One thing we really appreciate on the Trek are the in-line, cyclo-cross-style, brakes Robert Smith
Unlike those spindly 1970s’ style ‘suicide levers’ these actually work, giving you the same amount of braking power as the levers on the drops. The narrower handhold means they’re not ideal for high-speed braking, and there are real estate implications on fitting lights, GPS and computers, but these are great for any riding that’s not heads-down, heart-pumping hard, particularly in city streets.
The rest of the Trek’s kit is pretty similar to other rival bikes at this price point.
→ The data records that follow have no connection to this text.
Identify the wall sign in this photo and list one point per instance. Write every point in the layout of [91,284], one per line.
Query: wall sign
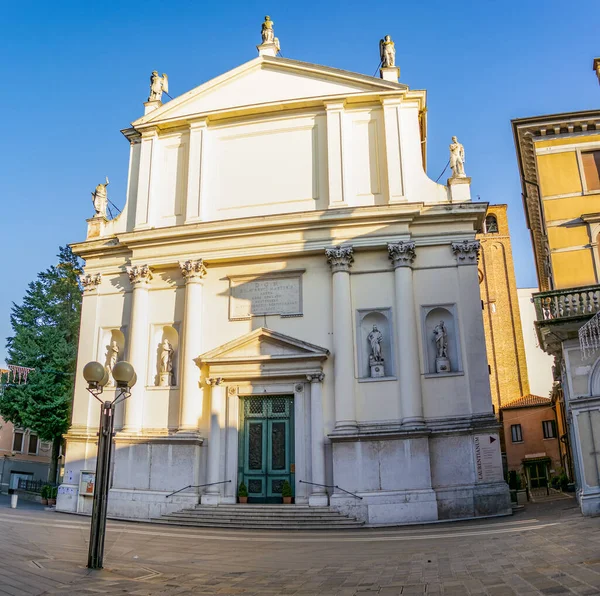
[278,293]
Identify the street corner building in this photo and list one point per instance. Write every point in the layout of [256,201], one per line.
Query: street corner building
[299,300]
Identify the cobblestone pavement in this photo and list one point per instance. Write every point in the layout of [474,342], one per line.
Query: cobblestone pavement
[547,549]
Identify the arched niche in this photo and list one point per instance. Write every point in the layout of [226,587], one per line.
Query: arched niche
[160,332]
[381,318]
[595,378]
[432,316]
[106,350]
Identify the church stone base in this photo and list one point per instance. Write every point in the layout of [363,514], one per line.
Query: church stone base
[389,507]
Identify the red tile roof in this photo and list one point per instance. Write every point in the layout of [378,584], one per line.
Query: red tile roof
[527,401]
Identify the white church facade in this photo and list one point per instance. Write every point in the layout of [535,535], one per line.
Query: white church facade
[300,303]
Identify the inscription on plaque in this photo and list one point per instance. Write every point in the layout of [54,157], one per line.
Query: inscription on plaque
[273,294]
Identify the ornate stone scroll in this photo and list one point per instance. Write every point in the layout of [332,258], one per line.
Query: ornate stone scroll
[340,258]
[90,282]
[466,252]
[402,254]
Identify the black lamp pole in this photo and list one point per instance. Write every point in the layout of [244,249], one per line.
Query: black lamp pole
[105,435]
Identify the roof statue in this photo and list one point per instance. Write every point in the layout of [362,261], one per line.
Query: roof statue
[158,85]
[100,199]
[387,52]
[457,159]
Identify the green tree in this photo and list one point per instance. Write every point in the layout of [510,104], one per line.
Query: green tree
[45,332]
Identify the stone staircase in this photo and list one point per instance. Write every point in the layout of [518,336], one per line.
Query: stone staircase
[261,517]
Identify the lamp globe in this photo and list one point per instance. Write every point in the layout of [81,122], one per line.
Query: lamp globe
[93,373]
[123,373]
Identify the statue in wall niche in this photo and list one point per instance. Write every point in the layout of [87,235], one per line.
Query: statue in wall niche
[166,363]
[113,356]
[158,85]
[387,52]
[100,199]
[267,32]
[457,159]
[440,337]
[375,339]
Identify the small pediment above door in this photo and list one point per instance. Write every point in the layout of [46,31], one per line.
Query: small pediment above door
[263,345]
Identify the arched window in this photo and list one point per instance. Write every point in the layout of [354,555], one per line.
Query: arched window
[491,224]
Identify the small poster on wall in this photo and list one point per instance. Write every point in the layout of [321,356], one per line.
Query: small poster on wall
[87,483]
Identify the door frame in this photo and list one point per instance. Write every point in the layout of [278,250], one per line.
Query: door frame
[301,437]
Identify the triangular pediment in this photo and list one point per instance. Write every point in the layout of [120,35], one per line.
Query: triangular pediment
[266,80]
[263,345]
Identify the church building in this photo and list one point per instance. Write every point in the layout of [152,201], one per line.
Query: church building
[299,300]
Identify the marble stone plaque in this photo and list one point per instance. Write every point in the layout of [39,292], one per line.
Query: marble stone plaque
[270,294]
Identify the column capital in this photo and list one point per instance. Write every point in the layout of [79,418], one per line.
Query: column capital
[90,282]
[315,378]
[193,271]
[402,254]
[139,275]
[466,252]
[340,258]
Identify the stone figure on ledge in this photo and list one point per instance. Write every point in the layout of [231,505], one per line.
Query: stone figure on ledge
[158,85]
[166,364]
[440,337]
[387,52]
[267,32]
[375,339]
[457,159]
[113,356]
[100,199]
Shimano’s 9-speed Sora does its usual solid no-nonsense job, even if it lacks the smoothness of Shimano’s 10- and 11-speed offerings. The brakes are TRP Spyres, which offer plenty of power and control whatever the weather, and are some of the best non-hydraulic stoppers out there.
Functional welding but the frame comes with a full range of rack fittings David Caudery/Immediate Media
If your riding doesn’t encompass anything competitive and you’re not looking for an expedition-type tourer, Trek’s CrossRip bikes could be your friend.
The CrossRip 1 is snappy enough for urban riding, and tough enough and comfortable enough for longer, more adventurous rides. It has fittings for racks and guards – and bags of clearance – and those extra brake levers come into their own in urban environments.